Intranodal palisaded myofibroblastoma (IPM) is a benign mesenchymal neoplasm originating from smooth muscle cells and myofibroblasts. It is characterized by spindle cells, amianthoid fibers, and by the proliferation of hemosiderin-containing histiocytes in the lymph node. A nodular lesion was excised from the inguinal region of an 80-year-old male patient. Macroscopic examination of a section of the lesion demonstrated a solid appearance with hemorrhagic areas. Microscopic examination revealed spindle cell proliferation, amianthoid fibers, hemosiderin pigment, and extravasated erythrocytes. Nuclei of the spindle cells displayed a palisaded appearance. Compressed lymphoid tissue was observed around the lesion. With Masson's trichrome, spindle cells stained as smooth muscle, whereas collagen staining was observed in homogeneous eosinophilic accumulations. Neoplastic cells were identified by the presence of vimentin and SMA. The Ki67 index was less than 1%. In light of these results, the case was diagnosed as "intranodal palisaded myofibroblastoma." IPM is an uncommon neoplasm originating from the stromal component of the lymph node. Although IPM is benign, it is frequently confused with metastatic lesions.

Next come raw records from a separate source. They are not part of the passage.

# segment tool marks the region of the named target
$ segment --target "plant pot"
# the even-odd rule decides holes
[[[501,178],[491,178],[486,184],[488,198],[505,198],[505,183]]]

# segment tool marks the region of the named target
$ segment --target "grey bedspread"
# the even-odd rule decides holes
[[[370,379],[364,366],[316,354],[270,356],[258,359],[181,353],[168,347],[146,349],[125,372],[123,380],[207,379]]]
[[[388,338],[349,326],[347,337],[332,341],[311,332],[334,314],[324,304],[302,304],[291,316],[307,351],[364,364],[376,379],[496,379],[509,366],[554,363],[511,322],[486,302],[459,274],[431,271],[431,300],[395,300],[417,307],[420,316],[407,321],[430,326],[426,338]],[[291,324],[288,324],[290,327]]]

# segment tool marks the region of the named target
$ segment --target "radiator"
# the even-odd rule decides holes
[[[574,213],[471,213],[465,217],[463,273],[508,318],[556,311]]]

结内栅栏状肌纤维母细胞瘤(IPM)是一种起源于平滑肌细胞和肌纤维母细胞的良性间叶性肿瘤。其特征为梭形细胞、非典型性弹性纤维,以及含铁血黄素的组织细胞在淋巴结内增生。一位 80 岁男性患者的腹股沟区切除了一个结节状病变。病变的切片肉眼观察呈实性,伴有出血区。显微镜下观察显示梭形细胞增生、非典型性弹性纤维、含铁血黄素色素和红细胞外溢。梭形细胞的核呈栅栏状排列。病变周围观察到受压的淋巴组织。Masson 三色染色显示梭形细胞呈平滑肌染色,而均质嗜酸性聚集物中可见胶原染色。肿瘤细胞表达波形蛋白和 SMA 可识别。Ki67 指数小于 1%。根据这些结果,该病例诊断为“结内栅栏状肌纤维母细胞瘤”。IPM 是一种起源于淋巴结基质成分的罕见肿瘤。虽然 IPM 是良性的,但它常与转移性病变混淆。